What is the basic structure and operation principle of Yarn in Hadoop framework? 07/09 Update SLTechnology News&Howtos

What is the basic structure and operation principle of Yarn in Hadoop framework?

2025-07-09 Update From: SLTechnology News&Howtos shulou NAV: SLTechnology News&Howtos > Internet Technology >

Shulou(Shulou.com)06/01 Report--

This article will explain in detail what is the basic structure and operation principle of Yarn in the Hadoop framework. The content of the article is of high quality, so the editor will share it with you for reference. I hope you will have a certain understanding of the relevant knowledge after reading this article.

I. the basic structure of Yarn

Three core components of Hadoop: distributed file system HDFS, distributed computing framework MapReduce, distributed cluster resource scheduling framework Yarn. Yarn did not exist in the early days of Hadoop, but was born in the upgrade and development of Hadoop, a typical Master-Slave architecture.

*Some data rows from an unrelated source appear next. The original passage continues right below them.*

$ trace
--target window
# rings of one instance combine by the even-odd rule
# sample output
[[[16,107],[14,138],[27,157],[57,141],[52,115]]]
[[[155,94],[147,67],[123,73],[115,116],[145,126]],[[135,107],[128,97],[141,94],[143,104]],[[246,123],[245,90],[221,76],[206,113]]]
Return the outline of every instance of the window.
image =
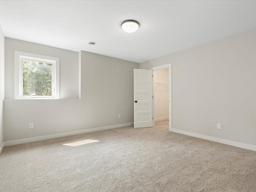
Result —
[[[15,52],[16,99],[59,99],[59,59]]]

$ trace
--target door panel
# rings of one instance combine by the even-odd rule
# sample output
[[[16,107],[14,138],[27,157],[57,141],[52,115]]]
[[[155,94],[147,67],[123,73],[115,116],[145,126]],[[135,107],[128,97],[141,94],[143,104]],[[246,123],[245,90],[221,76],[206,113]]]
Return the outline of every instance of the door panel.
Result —
[[[151,70],[134,70],[134,128],[153,126],[152,75]]]

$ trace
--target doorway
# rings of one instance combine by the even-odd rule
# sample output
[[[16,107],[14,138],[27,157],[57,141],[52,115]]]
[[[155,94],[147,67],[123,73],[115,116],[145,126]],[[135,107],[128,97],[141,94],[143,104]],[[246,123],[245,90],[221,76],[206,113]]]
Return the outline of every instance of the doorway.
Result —
[[[157,70],[167,69],[165,71],[168,74],[168,80],[163,82],[162,80],[153,81],[153,73]],[[157,67],[151,68],[150,70],[145,69],[134,69],[134,128],[142,128],[152,127],[155,125],[156,107],[154,105],[156,103],[154,101],[154,90],[159,90],[158,92],[166,92],[166,102],[169,103],[169,114],[165,114],[162,118],[168,118],[169,115],[169,130],[172,131],[172,64],[167,64]],[[157,76],[157,74],[156,75]],[[161,75],[160,75],[161,76]],[[160,83],[154,84],[156,83]],[[168,89],[168,87],[169,88]],[[166,92],[168,93],[166,94]],[[157,97],[157,94],[156,96]],[[158,99],[158,100],[159,100]],[[158,107],[156,108],[157,110]],[[168,110],[168,106],[166,110]],[[158,112],[156,112],[158,113]],[[157,120],[160,120],[161,117],[159,114],[157,115]]]
[[[150,68],[153,73],[153,125],[169,122],[172,129],[172,64]]]

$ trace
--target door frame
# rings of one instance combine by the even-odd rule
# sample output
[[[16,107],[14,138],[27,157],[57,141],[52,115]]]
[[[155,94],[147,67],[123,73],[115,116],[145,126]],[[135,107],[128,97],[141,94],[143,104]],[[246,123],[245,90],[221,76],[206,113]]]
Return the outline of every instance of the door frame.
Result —
[[[169,130],[172,131],[172,63],[150,68],[153,70],[153,126],[155,126],[155,91],[154,89],[154,71],[160,69],[169,68]]]

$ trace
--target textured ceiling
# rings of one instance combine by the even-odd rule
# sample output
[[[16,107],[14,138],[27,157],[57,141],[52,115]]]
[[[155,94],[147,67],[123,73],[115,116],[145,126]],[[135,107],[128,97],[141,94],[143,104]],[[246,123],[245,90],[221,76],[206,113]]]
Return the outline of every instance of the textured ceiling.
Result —
[[[8,37],[141,62],[256,28],[256,1],[0,1],[0,24]]]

Yarn includes two main processes: resource manager Resource-Manager and node manager Node-Manager.

Resource manager

Usually deployed on a separate server to handle client requests

Deal with resource allocation and scheduling management in a cluster

Node Manager

Manage resources on the current node

Execute and deal with various specific commands

Monitor node resources and report to resource manager

ApplicationMaster

Provide fault tolerance and cut data

Request resources and assign tasks to the application

Container

A concept of dynamic Resource allocation in Yarn

The container contains a certain amount of memory, CPU and other computing resources

Started and managed by the NodeManager process

II. Basic implementation process

Submit a MapReduce application to Yarn for scheduling

The RM component returns the resource submission path and ApplicationId

RM process NM process communication, allocating containers according to cluster resources

Distribute the MRAppMaster to the containers assigned above

The resources needed for running are submitted to HDFS to apply for running MRAppMaster.

RM converts the client request into a Task task by doing the above

What runs in the container is a Map or Reduce task

The task communicates with MRAppMaster to report the status during operation

After task execution, the process logs out and releases container resources

MapReduce application development follows the MapReduceApplicationMaster of Yarn specification, so it can be run on Yarn. If other computing frameworks also follow this specification, the unified scheduling and management of resources can be realized.

Resource Scheduler

The basic function of the scheduler is to schedule tasks to each node for execution according to the use of node resources and job requirements. The key factors to understand the task queue are as follows: entry and exit mode, priority, capacity, etc.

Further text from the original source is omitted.